Understanding MySQL Isolation levels: repeatable-read
Isolation levels are a rare subject in MySQL literature. The documentation provides a terse description and focuses mainly on locking issues, but does not discuss the semantics of each isolation level. This is not only a problem that affects MySQL documentation but also the SQL standard itself. Both the lack of documentation and the absence of a deeper description of the expected behavior in the SQL standard make isolation levels a topic that is more assumed than known by database administrators and developers. In this blog post, I aim to help you understand how the default isolation level in MySQL works and show you some surprising facts about it. But first let's see how isolation levels are described in the standard: "The transaction isolation level of a SQL-transaction defines the degree to which the operations on SQL-data, or schemas in that SQL-transaction are affected by the effects of and can affect operations on SQL-data or schemas in concurrent SQL-transactions". To put it in plain words, isolation levels define how concurrent transactions interact while modifying data. MySQL uses Repeatable-read as the default level. In the standard, this level forbids dirty reads (non committed data) and non repeatable reads (executing the same query twice should return the same values) and allows phantom reads (new rows are visible). But MySQL implements it in a different way. Let's see how it is implemented with some examples.

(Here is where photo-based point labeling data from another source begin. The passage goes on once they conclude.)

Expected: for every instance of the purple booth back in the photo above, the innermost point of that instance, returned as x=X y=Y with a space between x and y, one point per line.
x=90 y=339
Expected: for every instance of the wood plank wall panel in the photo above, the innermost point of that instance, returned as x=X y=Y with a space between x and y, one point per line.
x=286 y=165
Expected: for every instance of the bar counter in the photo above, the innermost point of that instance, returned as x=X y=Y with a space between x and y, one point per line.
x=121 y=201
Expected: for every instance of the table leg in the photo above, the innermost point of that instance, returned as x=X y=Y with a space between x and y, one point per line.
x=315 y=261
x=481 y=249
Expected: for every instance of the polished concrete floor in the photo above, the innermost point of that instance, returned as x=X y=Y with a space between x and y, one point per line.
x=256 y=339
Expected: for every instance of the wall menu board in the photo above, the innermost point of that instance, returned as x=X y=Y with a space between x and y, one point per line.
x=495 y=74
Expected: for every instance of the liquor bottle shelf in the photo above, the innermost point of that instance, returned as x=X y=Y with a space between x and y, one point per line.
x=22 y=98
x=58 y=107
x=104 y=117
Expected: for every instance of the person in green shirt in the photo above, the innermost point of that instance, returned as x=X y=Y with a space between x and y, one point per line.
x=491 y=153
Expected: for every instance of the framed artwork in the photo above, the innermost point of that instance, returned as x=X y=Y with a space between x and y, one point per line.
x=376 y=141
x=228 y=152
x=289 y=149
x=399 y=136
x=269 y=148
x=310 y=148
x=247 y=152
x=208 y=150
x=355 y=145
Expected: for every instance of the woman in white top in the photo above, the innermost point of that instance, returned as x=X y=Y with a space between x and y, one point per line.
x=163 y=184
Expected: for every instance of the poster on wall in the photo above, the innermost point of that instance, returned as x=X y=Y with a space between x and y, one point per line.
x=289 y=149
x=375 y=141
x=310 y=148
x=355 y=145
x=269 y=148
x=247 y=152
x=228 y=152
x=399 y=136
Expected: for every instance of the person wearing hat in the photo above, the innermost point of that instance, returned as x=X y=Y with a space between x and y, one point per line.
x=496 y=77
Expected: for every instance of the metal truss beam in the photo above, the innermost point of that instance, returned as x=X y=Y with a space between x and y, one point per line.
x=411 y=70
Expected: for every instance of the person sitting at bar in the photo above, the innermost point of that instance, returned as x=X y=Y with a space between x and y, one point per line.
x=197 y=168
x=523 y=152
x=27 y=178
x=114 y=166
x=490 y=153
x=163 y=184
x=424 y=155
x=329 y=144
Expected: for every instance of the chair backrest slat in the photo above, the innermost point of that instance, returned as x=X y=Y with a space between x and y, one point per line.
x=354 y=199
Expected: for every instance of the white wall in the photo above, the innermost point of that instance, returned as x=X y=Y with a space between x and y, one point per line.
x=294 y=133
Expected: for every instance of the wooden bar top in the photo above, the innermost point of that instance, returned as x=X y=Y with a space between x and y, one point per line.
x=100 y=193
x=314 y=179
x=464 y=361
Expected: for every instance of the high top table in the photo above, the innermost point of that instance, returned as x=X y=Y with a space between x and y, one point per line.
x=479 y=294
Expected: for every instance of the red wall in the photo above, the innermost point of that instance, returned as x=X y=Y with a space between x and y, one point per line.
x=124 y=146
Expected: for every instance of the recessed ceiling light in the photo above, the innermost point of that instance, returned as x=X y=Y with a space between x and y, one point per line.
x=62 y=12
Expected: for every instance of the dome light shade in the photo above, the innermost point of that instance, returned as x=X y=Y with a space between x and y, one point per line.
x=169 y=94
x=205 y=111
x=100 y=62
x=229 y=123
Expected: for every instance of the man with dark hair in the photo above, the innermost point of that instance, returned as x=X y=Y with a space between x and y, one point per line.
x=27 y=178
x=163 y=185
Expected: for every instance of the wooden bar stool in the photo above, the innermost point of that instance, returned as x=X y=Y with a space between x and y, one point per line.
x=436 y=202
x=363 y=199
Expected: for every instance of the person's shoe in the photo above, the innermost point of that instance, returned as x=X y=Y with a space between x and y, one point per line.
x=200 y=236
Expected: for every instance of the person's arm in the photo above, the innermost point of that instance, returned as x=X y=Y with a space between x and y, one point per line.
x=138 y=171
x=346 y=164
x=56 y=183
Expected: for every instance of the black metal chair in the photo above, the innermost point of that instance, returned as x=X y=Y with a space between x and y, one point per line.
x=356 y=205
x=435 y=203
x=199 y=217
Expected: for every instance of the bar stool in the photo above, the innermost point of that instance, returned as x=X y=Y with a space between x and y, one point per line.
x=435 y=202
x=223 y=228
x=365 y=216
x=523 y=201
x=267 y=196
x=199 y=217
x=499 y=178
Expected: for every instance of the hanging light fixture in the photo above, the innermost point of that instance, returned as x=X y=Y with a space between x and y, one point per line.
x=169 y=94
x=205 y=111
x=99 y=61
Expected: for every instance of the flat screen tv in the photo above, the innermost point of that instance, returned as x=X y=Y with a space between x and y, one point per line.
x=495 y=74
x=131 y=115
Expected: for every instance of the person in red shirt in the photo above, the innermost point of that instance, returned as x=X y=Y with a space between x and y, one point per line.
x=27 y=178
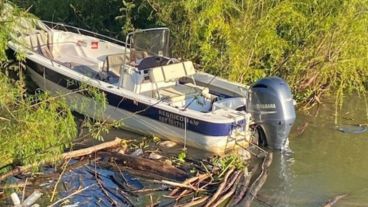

MySQL Repeatable-Read testsWe create two connections against a MySQL server. We will call them Session Blue and Session Red (The fact that these are the colors of FC Barcelona is purely coincidental). In Session Blue we will create the database isolation and the table repeatable_read, both will be required for this test.
No phantom reads... only phantom writes!We start a transaction, verify current isolation level by checking the value of the variable tx_isolation, and retrieve the contents of repeatable_read table, this way we create a snapshot of that table for the whole transaction. Now we move to Session Red and insert two rows into the table. We commit the transaction to make sure data is updated. Next we check what data is retrieved in Session Blue. As we can see, repeatable-read in MySQL avoids Phantom Reads, as rows are not retrieved. This is more restrictive than the standard description of the isolation level. But, what happens if we try to update the table contents? Our intuition is that we should not update any rows. Surprise! The update command tells us that one row matched and one row was changed. Let's select table contents to view what is happening. We see just one row, the row that was modified by the update executed before. This is quite unexpected and counter-intuitive as the table never had one single row committed; we inserted and committed two rows. We are seeing a view of the table that never existed. As expected, when we commit, we see both rows, the one we modified and the other that was inserted before in Session Red.
More phantom writes!Now we will begin another transaction and retrieve table contents. We retrieve table contents to create a snapshot (probably we should call it a version) of the table. Back in Session Red, we will run a transaction to update the contents of the table. Note: Phantom reads only affect new rows, not the ones already existing. Let's find what Session Blue retrieves and what can update. Initially, we see the table unchanged. But no rows matched when we try to update the table using the data we retrieved in the select. We see one row with value "modified" for the text column, but the update finds no rows. When we update the table using a column value that was not modified by any transaction, in this case id, then we are able to proceed. Now we see the new value for the text column.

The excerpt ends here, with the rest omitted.